After taking the checkered in Japan, Rosberg now commands a 33-point lead in the driver standings. With four races remaining, Hamilton’s odds of repeating as World Championship are dwindling fast. (But, hey, at least his Snapchat feed is on fleek.)
Other notables: Sebastian Vettel drove like hell, but was hampered by silly Ferrari tire strategy and backmarker traffic (his favorite!), landing in fourth. He was followed by teammate Kimi Räikkönen, then last weekend’s race winner Red Bull’s Daniel Ricciardo. The Force Indias of Sergio Perez and Nico Hulkenberg were seventh and eighth, respectively. Felipe Massa and Valtteri Bottas in the Williams cars rounded out the top-ten.
The Haas F1 Team, America’s team, lined up Sunday on a high note, having qualified eighth and tenth. It almost translated to points, as Romain Grosjean crossed the line just 0.9s behind Bottas.
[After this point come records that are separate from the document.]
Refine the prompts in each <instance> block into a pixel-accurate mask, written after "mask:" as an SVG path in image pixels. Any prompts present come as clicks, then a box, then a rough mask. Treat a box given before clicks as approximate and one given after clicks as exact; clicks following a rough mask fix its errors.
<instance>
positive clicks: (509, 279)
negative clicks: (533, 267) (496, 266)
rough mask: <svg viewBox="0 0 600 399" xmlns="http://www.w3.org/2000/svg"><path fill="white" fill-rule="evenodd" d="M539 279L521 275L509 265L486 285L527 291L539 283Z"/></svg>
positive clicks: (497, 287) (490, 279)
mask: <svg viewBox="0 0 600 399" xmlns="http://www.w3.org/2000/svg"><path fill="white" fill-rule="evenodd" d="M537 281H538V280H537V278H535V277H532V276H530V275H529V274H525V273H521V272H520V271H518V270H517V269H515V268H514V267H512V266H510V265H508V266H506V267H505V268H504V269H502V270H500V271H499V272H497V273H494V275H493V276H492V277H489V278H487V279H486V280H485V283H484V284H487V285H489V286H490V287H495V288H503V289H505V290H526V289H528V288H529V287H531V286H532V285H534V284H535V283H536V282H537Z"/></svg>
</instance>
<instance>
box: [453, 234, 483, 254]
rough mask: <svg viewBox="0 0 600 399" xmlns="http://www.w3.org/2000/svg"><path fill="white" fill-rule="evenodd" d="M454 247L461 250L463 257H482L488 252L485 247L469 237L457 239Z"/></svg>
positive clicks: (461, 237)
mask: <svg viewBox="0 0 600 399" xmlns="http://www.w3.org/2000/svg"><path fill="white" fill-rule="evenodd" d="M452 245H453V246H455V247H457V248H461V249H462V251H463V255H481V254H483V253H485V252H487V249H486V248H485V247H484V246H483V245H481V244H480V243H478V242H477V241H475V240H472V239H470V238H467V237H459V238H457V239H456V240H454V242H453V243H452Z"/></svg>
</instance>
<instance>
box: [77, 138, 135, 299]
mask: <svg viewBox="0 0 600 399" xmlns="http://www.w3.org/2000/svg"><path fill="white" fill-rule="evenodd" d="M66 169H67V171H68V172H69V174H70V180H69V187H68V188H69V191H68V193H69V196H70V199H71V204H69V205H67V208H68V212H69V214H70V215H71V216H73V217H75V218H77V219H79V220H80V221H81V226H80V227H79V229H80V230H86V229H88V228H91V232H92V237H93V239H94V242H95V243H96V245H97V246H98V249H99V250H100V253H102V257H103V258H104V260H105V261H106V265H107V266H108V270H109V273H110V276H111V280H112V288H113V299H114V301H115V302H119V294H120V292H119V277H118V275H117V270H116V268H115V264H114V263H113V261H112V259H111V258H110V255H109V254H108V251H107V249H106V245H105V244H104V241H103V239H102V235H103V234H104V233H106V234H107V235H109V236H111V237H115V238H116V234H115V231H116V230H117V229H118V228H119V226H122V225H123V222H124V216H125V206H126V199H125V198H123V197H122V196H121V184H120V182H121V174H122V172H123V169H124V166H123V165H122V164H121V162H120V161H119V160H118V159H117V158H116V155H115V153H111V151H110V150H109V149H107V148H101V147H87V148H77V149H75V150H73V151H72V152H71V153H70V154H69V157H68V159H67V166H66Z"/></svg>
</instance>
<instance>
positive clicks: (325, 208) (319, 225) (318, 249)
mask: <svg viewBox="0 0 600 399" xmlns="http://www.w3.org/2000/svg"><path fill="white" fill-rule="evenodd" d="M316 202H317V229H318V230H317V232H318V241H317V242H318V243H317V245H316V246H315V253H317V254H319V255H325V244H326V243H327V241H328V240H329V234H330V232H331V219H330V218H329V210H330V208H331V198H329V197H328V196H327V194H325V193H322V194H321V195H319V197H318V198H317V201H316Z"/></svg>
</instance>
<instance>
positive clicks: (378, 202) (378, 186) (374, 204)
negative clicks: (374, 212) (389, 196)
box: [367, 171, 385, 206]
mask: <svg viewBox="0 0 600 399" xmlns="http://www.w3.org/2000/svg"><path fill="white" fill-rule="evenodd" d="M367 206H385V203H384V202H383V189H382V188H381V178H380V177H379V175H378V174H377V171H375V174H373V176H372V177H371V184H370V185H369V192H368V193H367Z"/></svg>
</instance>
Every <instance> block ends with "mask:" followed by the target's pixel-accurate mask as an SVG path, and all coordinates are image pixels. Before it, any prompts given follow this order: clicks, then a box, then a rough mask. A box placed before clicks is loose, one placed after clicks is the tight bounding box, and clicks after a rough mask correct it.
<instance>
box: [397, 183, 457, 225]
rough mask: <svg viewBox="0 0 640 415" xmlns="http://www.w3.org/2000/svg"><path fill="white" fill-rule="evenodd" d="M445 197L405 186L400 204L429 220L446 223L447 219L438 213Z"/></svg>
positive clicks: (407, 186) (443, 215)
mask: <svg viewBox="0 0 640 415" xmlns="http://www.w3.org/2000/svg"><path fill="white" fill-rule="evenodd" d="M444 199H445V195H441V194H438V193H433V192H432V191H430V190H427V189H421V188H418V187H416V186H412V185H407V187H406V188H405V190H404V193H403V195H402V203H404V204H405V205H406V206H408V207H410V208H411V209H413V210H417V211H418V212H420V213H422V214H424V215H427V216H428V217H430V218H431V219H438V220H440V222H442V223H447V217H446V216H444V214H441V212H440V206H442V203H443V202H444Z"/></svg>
Esteban Gutiérrez got tangled up with a Torro Rosso car early, spun out, and failed to recover. He finished 20th.
It’s worth relaying that Mercedes is protesting the race results. The team claims Verstappen, who put some gnarly defensive moves on Hamilton in the final laps, was driving “erratically and in a dangerous manner.” That shouldn’t stick, but this is the FIA, so who knows, really. If Mercedes has its way, Hamilton will get an ex post facto bump to second place, and credited with points accordingly.
Expect the ruling to come down this afternoon.